El padre José David Cañas.

LABOR. El padre José David Cañas es el fundador de la Casa de paso Divina Providencia

Está ubicado a un kilómetro del puente internacional Simón Bolívar y funciona desde el 5 de junio de 2017 con el apoyo del Programa Mundial de Alimentos

Cúcuta. El hogar ha servido para calmar el hambre de miles de venezolanos que atraviesa la frontera simplemente para buscar un plato de comida. Está ubicado en Villa del Rosario, muy cerca de la frontera con San Antonio del Táchira, en Venezuela.

“Comenzamos repartiendo unos dos mil almuerzos y en 2019 puedo decir que repartimos entre cuatro mil y cuatro mil 500 de lunes a sábado. Contamos con la ayuda de unos 900 voluntarios que hacen una labor grandísima”, comentó el fundador de esta casa de paso, el padre José David Cañas.

El sacerdote explicó que sin el apoyo de donaciones y el aporte del Programa Mundial de Alimentos, nada de esto fuese posible.

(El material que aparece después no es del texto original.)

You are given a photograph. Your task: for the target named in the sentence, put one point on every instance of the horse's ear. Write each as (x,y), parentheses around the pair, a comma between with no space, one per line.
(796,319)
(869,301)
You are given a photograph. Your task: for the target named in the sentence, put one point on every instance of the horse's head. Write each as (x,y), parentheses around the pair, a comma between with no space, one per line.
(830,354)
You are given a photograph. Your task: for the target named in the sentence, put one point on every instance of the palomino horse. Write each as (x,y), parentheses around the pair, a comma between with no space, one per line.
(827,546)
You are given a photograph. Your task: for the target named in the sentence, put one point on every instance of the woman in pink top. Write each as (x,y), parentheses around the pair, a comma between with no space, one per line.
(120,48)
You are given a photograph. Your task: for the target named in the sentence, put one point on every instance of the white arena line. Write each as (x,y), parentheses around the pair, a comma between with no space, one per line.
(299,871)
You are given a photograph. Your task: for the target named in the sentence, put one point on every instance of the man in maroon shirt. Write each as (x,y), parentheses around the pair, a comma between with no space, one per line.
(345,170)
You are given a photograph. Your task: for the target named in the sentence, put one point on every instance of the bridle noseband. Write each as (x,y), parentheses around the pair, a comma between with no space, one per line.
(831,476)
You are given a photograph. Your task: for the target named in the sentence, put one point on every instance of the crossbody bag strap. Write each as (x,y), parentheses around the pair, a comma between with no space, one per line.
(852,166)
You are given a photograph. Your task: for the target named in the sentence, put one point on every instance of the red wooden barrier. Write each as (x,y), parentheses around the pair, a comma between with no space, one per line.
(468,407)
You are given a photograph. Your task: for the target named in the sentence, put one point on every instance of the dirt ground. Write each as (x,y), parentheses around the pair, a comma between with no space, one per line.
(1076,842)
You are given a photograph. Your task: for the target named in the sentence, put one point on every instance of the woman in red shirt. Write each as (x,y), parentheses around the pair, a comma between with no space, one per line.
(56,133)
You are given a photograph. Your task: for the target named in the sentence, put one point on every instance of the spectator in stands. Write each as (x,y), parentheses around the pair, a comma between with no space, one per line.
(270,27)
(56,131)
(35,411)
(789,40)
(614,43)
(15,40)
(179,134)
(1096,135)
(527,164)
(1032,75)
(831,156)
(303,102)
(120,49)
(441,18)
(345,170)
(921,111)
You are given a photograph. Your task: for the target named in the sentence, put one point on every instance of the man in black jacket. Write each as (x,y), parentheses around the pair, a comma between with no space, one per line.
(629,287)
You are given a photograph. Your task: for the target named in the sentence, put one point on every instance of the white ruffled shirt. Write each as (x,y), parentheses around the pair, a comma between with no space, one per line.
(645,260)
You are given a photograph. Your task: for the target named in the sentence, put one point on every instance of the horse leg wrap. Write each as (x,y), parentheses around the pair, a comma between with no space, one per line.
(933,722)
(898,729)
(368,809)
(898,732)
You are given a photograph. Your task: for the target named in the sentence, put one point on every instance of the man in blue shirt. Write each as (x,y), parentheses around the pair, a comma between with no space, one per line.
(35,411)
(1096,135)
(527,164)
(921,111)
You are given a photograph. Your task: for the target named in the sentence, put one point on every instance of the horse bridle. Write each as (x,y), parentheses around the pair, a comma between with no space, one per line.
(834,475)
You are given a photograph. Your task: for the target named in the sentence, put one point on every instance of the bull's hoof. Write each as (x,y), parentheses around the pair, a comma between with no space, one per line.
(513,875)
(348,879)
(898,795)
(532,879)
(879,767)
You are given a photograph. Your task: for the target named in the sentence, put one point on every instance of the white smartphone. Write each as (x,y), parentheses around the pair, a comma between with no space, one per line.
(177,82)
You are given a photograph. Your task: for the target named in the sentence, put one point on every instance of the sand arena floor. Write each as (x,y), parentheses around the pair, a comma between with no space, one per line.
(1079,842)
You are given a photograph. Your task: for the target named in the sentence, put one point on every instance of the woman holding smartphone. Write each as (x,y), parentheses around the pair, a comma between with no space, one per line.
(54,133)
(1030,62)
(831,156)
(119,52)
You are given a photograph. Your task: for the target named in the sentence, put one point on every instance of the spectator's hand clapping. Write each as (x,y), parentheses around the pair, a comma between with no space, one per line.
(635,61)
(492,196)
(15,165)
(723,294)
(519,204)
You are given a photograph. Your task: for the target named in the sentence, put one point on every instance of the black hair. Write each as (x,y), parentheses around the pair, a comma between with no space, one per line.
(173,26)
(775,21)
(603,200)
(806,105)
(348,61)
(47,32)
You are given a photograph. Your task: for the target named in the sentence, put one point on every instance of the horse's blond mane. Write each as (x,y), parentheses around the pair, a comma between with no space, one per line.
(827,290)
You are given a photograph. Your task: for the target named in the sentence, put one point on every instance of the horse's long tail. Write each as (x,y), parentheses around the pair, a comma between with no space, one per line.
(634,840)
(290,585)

“Trabajamos con amor. Todo lo que hacemos es para dar una mano de ayuda a nuestros hermanos venezolanos, quienes no están pasando un buen momento. Esta es una obra de Dios y la arquidiócesis de Cúcuta”, sostuvo.

La casa de paso Divina Providencia está abierta de lunes a sábado de 7:00 am a 3:00 pm, según detalló Cañas, quien recordó que la idea de hacer esta casa de paso nació tras una petición del Papa Francisco para ayudar a los más necesitados.

“Estamos con los venezolanos en esta ardua lucha. Tratamos de servir un plato de comida digno para las personas que nos visitan. Aquí no hay distingo de raza, simplemente el que pueda llegar a nuestra casa será bien recibido”, dijo Cañas.

Visita especial

El 22 de febrero la casa de paso recibió la visita de Voces por los Derechos Humanos, organización fundada en Panamá y que dirige la abogada y activista de DD.HH Andreína Chacín, quien se encargó de entregar una importante cantidad de ropa que fue donada por panameños, argentinos y venezolanos.

“Fue una experiencia única compartir con tantos venezolanos y la compañía del padre José David Cañas, quien hace una labor titánica”, expresó Chacín.

Fachada principal de la casa de paso Divina Providencia.

 

Parte de la cocina de la casa de paso.
Andreína Chacin junto a voluntarios.